Chairman of the Delta State People's Democratic Party
- Incumbent
- Assumed office May 2016
- Preceded by: Edwin C.O. Uzor

Personal details
- Born: Okpara inland, Ethiope East, Delta State, Nigeria
- Party: PDP
- Profession: Lawyer; politician; businessman;

= Kingsley Esiso =

Nigerian lawyer and politician

Chief Kingsley Esiso is a Nigerian lawyer and politician from Delta state. He was Special Adviser to Governor Ifeanyi Okowa on Library Affairs. In May 2016, he was elected and currently serves as Chair of the Delta State Peoples Democratic Party.

==Biography==
Esiso was born in Okpara Inland in Ethiope East local government area of Delta State. He holds the title of the Oruese of Agbon Kingdom. His wife, Mrs.
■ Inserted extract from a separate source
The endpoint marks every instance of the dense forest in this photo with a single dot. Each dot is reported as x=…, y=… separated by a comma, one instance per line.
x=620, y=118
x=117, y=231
Esiso was conferred the Ughana of Agbon Kingdom by His Royal Majesty, Ukori 1st (JP), the Ovie of Agbon Kingdom.

Despite being accused of unsurping in April 2016, in May of the same year he received whole support of the party as one of their candidates for Ward 2 in Sapele Local Government Area elections.

Despite the opposition to his second term bid as the Delta State Chairman of the PDP, he was re-elected in August 2020.